During the early 90’s, face transplantation was nearly unheard of in the field of plastic surgery. Back then, the only way to remodel a disfigured face was through radical cosmetic procedures, which may have repaired the damaged areas of the face, but still did not give back as much aesthetic appeal as the patient would have liked. But now thanks to the various innovations in the field of science and technology, face transplants are more advanced, making transplant procedures more successful.
A progressive study conducted by the American Society of Plastic Surgeons revealed that even only after a year, facial motor and sensory functions begin to return to face transplant patients. This was presented in the annual medical conference of the ASPS in New Orleans. Not only facial motor and sensory functions were being restored, but the results also suggest that improvements on the speech and social patterns of the patients also gain significant improvement as time passes by.
The head researcher of this project, as well as a member of the ASPS, Dr. Bohdan Pohamac, said that their end goal for these face transplant patients is not just to regain the former aesthetic value of their faces, but also go as far as restoring the normal functions of the anterior skull. He said that in order to achieve this, both the motor and sensory nerves of the facial muscles must be restored to as close as they were before the trauma presented itself. Of course, this was easier said than done, since the nerves that lead to the feeling and function of the facial muscles had totally separate pathways, wherein the primary motor functions of the face is sub served by the Facial Nerve (CN VII) and the primary sensory pathways being covered by the Trigeminal Nerve (CN V). Reconnecting the peripheral nerves present in the muscle to the parent cranial nerves was the main challenge of the plastic surgeons—this, after first reconstructing the physical features of the patient’s face.

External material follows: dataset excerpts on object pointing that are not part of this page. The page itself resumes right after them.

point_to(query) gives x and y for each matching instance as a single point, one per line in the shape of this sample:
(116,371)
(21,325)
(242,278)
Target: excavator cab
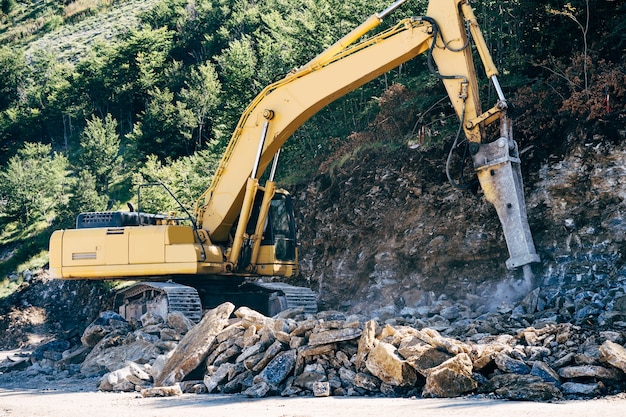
(278,241)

There were 4 participants in the study, all of them receiving facial transplants between 2009 and 2011, and their response to motor and sensory stimuli were graded according to partial or significant responses. A few weeks post-operation, it was observed that patients had a very difficult time trying to breathe through their mouths and noses, thus requiring the use of a tracheal tube to assist respiration; also, the patients found it difficult to masticate their food, as well as perform basic facial expressions like smiling or frowning.
A little more than a year after the operation though, the patients began showing large signs of improvement. Patients slowly but surely regained the ability to breathe on their own, without any medical intervention, along with speaking out audible words that their companions could understand. They also learned how to perform basic facial movements and recognize certain odors that were initially undifferentiated during the early part of recovery. Dr. Pomahac said that these are very promising results, and given that these patients had recovered this much within a year, a more significant amount of recovery could then be expected after a longer period of time.